O deputado Hermeto (MDB), vice-líder do governo, que ontem prometeu inteirar-se da situação, disse ter ido ao SCS e relatou o que viu: "Craqueiros e drogados tomaram conta do local. É um verdadeiro caso de saúde pública. Há também aqueles que não têm para onde ir, mas verdadeiros bandidos e vagabundos se instalaram ali e se escondem atrás de pessoas vulneráveis", afirmou. Na avaliação do parlamentar, a operação foi correta. "Os empresários e comerciantes instalados no setor não aguentavam mais", observou.

Produto da desigualdade

A deputada Arlete Sampaio (PT) fez uma análise diferente – "Essa ação não poder ser legitimada" – e relembrou o período em que esteve à frente da pasta do Desenvolvimento Social do Governo do Distrito Federal. "Jamais abordamos as pessoas dessa maneira, como entulho, algo que pode ser descartado. O povo da rua, os pobres e miseráveis não podem ser tratados como escória, pois são produtos da desigualdade. Cabe a nós reconhecermos os seus problemas e trabalharmos para reinseri-los na sociedade", declarou.

Por sua vez, o deputado Fábio Felix (Psol) leu trechos da decisão emitida pela 7ª Vara da Fazenda Pública que determinou a devolução dos bens apreendidos.
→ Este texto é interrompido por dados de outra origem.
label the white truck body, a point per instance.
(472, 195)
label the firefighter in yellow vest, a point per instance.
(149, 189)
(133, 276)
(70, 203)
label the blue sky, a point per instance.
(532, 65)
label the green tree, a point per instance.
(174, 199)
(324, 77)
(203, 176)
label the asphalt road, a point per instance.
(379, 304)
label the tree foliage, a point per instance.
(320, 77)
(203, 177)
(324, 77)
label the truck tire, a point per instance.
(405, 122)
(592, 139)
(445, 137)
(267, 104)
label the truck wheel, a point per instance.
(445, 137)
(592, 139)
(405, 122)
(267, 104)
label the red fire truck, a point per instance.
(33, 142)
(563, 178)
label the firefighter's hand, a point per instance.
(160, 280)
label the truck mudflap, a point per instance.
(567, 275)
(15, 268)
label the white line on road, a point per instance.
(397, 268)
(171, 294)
Segundo o documento judicial, a apreensão está "em descompasso com diversas normas constitucionais". O parlamentar ainda opinou: "A ação foi muito mal planejada. É sabido que medidas autoritárias, higienistas e violentas não têm funcionado em parte alguma".

Também discordando da forma da abordagem, o deputado Chico Vigilante (PT) disse que, se a justificativa para a operação era a existência de bandidos, a polícia deveria ter apresentado mandatos para prendê-los. "Não creio que alguém vá morar na rua porque gosta. Boa parte dos que lá se encontram queria estar em outra parte. Por isso, devemos tratá-los dignamente e o governo deve manter um programa que mostre que há coisa melhor do que viver na rua", prescreveu.

Situação complexa

O deputado Delegado Fernando Fernandes (Pros) observou que nos anos 2009/2010 foi delegado chefe no Setor Comercial Sul. "Na época, integramos uma equipe multidisciplinar – o Núcleo de Atendimento Integrado – que conseguiu controlar a situação e resgatar os imóveis que estavam muito desvalorizados", contou. Ele também avalia que "bandidos se camuflam e praticam crimes diversos no local".
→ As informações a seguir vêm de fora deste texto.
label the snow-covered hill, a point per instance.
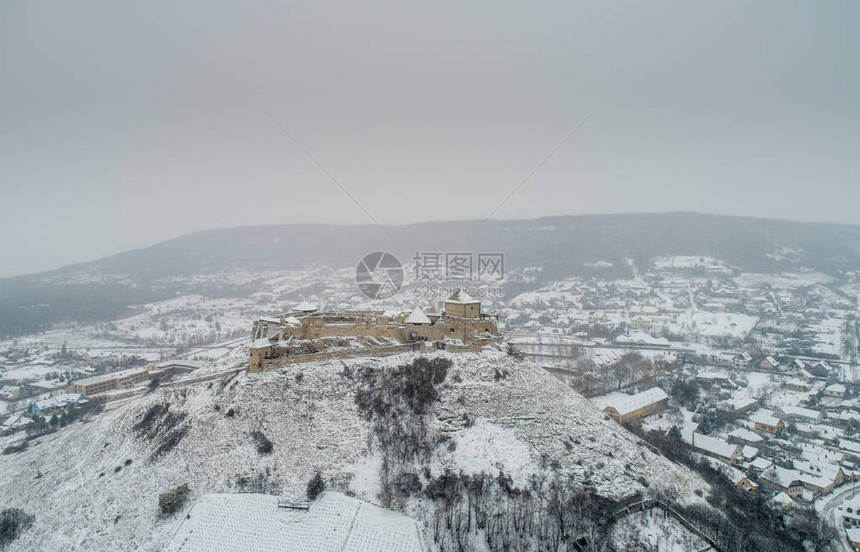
(95, 486)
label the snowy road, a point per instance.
(831, 514)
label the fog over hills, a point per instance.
(562, 246)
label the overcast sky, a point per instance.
(123, 124)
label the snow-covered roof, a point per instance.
(255, 523)
(761, 463)
(799, 411)
(713, 445)
(746, 435)
(740, 403)
(781, 500)
(749, 452)
(643, 338)
(630, 403)
(107, 377)
(461, 296)
(417, 317)
(764, 418)
(261, 343)
(59, 401)
(781, 476)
Para a deputada Júlia Lucy (Novo), a situação é das mais complexas e é preciso levar em consideração todos os cidadãos que acabam por "residir" no SCS, como os empresários e trabalhadores que passam lá grande parte do dia. "Temos uma conjuntura problemática: o centro é um dos locais mais inseguros da Capital. Há trafico instalado e há aqueles que, infelizmente, assaltam sim. Mas, cada caso precisa ser tratado de acordo com as suas peculiaridades. Agora, se não abrirmos o diálogo não chegaremos à solução", afirmou.

Frequentador do SCS desde a infância, o deputado Leandro Grass (Rede) disse que conheceu naquela região "as histórias mais chocantes". De acordo com o distrital, são necessárias ações para minimizar o sofrimento e não para estigmatizar a população de rua, "vitima de um modelo que exclui, marginaliza e desumaniza". Sobre a criminalidade no local, o parlamentar defende ser necessário "ir atrás dos grandes traficantes, em suas mansões, e não dos usuários". Para ele, o Setor Comercial Sul é o retrato da realidade brasileira.